Delicious TEST REPORT
THE COOKERY SCHOOL
WHERE Swinton Cookery School, Yorkshire (food.swintonestate.com)
THE COURSE Spanish Tapas Temptations, £85 for one-day course, including a light lunch prepared during the class, plus tea and coffee
TESTER Rebecca Almond
YORKSHIRE TAPAS In a grand setting, tutor Kevin Hughes inspires at Swinton Cookery School
WHAT IT’S LIKE It’s a rare occasion when you get to cook a Spanish tapas feast in an imposing British castle, but this was one such day. Driving into the Yorkshire Dales National Park, the first glimpse of the 20,000-acre Swinton Estate is nothing short of breathtaking. The long driveway snakes past manicured lawns where deer graze freely, and up to the turreted castle.
The cookery school is in the converted stables. I fell instantly for the kitchen. There’s space aplenty, bright but not stark lighting, and though the induction hobs and granite worktops look professional, the ambience feels more country kitchen.
WHAT I LEARNED Tutor Kevin Hughes is an advocate of simple, delicious food. “There’s no point in complicating cooking,” he says. A former chef-lecturer at Leeds City College, he joined Swinton in January 2017 and is entirely at ease in his role as head cookery school tutor.

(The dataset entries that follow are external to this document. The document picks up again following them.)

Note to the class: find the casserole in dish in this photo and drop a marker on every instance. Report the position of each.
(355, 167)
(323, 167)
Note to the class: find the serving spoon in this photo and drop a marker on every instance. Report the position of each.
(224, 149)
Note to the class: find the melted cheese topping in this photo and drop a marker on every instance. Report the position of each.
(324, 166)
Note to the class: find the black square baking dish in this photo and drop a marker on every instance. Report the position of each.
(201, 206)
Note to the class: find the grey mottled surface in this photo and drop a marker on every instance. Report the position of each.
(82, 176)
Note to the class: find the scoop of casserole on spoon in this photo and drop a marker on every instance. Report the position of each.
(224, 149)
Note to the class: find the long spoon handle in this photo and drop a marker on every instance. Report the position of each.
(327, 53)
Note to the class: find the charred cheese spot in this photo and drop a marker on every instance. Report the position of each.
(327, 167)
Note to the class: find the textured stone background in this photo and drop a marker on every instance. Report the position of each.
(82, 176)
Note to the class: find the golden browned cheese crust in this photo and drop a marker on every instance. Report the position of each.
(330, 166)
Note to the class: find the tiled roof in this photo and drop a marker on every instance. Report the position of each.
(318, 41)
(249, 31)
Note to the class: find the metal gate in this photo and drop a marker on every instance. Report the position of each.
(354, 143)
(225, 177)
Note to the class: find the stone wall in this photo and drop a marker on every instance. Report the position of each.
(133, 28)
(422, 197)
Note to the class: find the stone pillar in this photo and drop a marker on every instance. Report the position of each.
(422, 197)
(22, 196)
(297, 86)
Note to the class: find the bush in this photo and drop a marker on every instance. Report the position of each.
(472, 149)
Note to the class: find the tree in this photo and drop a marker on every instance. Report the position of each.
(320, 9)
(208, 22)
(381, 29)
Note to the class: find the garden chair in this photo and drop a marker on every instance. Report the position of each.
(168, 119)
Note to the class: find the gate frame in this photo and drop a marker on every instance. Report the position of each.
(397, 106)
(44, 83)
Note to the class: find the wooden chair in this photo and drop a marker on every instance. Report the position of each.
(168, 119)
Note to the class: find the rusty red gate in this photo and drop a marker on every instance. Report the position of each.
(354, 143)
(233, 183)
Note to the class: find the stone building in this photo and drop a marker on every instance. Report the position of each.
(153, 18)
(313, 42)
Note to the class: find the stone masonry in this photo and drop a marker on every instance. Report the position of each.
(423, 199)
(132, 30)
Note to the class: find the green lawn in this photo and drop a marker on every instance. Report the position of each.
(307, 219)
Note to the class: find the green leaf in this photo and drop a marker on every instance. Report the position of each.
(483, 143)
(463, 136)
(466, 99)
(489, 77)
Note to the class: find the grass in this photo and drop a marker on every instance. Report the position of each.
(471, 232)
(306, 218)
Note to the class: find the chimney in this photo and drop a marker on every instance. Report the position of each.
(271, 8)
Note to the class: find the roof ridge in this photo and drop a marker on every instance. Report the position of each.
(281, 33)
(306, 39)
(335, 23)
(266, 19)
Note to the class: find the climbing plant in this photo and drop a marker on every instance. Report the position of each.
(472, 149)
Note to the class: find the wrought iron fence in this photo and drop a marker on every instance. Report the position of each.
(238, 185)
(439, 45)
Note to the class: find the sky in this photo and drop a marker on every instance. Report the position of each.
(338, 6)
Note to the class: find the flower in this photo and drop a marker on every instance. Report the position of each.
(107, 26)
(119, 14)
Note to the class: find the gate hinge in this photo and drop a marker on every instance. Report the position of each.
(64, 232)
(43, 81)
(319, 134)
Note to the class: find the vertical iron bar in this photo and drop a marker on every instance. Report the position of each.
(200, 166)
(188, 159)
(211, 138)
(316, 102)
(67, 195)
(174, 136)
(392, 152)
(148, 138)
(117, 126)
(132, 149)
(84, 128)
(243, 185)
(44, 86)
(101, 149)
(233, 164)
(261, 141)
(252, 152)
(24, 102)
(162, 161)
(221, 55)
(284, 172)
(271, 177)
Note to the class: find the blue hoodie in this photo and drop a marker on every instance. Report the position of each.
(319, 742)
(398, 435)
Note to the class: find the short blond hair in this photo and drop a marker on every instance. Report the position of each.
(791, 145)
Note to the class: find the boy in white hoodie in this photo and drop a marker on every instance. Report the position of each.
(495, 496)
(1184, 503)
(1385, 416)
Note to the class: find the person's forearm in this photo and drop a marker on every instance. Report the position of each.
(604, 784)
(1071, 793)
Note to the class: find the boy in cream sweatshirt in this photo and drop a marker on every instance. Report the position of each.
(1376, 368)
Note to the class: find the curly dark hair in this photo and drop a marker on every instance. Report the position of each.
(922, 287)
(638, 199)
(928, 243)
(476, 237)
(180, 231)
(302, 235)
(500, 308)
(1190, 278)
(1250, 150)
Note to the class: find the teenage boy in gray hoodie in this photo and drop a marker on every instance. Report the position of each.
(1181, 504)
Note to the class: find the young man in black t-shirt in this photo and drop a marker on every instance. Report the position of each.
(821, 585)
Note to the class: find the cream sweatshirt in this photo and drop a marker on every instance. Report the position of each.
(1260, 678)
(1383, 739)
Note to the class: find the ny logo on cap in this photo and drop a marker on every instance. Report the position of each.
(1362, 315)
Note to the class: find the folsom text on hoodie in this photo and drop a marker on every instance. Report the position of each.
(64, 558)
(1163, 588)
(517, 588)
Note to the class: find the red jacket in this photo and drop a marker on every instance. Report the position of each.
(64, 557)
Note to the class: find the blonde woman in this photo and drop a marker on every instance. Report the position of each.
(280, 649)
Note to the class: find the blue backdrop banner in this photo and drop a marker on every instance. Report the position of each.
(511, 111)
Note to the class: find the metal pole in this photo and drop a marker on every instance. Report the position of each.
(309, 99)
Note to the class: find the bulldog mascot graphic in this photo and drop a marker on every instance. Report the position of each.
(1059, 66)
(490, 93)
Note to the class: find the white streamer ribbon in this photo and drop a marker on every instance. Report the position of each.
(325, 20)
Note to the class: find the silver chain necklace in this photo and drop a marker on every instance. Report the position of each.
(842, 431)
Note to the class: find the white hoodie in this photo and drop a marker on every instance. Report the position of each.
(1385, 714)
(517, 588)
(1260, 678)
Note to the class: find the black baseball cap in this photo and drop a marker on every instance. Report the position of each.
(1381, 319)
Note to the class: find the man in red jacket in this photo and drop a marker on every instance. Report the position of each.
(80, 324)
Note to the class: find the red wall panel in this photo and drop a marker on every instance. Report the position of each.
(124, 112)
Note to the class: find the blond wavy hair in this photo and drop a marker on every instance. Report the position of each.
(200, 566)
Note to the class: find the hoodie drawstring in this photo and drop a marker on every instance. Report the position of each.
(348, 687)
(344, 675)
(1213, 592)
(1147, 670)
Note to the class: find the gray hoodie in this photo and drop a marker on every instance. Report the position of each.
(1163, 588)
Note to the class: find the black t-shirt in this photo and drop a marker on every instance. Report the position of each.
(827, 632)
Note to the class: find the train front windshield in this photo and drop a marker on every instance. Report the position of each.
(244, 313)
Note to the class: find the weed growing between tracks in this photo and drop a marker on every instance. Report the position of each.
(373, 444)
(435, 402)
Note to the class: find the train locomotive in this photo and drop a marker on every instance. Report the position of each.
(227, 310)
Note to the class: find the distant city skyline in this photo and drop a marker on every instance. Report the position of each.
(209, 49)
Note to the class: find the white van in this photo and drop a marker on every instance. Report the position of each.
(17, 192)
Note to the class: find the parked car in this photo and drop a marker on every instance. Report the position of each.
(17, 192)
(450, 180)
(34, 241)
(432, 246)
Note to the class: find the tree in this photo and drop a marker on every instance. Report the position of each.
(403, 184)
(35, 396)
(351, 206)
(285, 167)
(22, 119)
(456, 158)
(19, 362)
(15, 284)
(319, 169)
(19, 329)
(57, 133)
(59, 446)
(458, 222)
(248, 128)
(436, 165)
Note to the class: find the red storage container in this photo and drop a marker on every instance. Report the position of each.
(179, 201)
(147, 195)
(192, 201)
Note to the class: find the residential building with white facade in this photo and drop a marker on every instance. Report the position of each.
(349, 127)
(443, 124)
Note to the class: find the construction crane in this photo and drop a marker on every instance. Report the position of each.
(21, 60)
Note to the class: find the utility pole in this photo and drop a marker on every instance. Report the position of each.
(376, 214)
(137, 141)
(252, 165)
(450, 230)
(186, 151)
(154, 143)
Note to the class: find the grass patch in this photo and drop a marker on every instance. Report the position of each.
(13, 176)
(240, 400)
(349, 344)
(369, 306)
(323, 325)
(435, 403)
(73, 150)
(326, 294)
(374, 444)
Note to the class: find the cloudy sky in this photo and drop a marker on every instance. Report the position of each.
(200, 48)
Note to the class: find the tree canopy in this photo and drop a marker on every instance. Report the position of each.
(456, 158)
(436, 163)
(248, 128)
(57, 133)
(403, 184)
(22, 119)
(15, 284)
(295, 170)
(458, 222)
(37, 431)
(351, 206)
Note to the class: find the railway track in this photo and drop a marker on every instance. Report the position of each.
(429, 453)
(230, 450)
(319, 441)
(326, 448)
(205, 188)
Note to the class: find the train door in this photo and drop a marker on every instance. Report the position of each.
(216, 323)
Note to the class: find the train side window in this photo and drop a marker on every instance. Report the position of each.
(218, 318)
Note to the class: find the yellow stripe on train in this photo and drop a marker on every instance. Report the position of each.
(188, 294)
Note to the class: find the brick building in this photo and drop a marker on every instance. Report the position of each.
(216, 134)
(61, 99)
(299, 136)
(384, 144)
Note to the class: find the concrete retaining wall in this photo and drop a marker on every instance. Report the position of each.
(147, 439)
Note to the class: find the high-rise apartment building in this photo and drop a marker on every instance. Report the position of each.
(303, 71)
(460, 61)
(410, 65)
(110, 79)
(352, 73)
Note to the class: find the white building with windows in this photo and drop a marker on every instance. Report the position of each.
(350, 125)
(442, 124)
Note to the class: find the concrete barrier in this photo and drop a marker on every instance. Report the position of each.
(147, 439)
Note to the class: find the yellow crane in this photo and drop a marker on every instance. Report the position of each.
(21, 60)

Kevin’s energy is infectious – if the welcome coffee hasn’t geed you up for the day ahead, his introduction to the course surely will. He talked us through the menu and how we were to set about making the dishes. He also offered to teach us anything else we liked (apparently ‘how to poach an egg’ is a popular request), then deftly popped some proved dough into the Aga to bake, ready for the impending feast.
There were just three of us on the course (there’s room for 12) and the day was an enjoyable mix of communal learning and hands-on experiences, with some gettingto- know-you chat and lots of laughter.
Kevin demonstrated some of the dishes (he prepped squid and clams to make calamari with aïoli, and clams with sherry and serrano ham); others we learned by making them ourselves. A fellow coursegoer and I blackened peppers on a gas hob while Kevin and another made the marinade to transform them into a wonderfully smoky tapas dish. With concise, clear recipes and working under Kevin’s expert eye, I felt comfortable taking a station by myself to cook chorizo in red wine (oh the aromas!) and a huge Spanish tortilla made for sharing.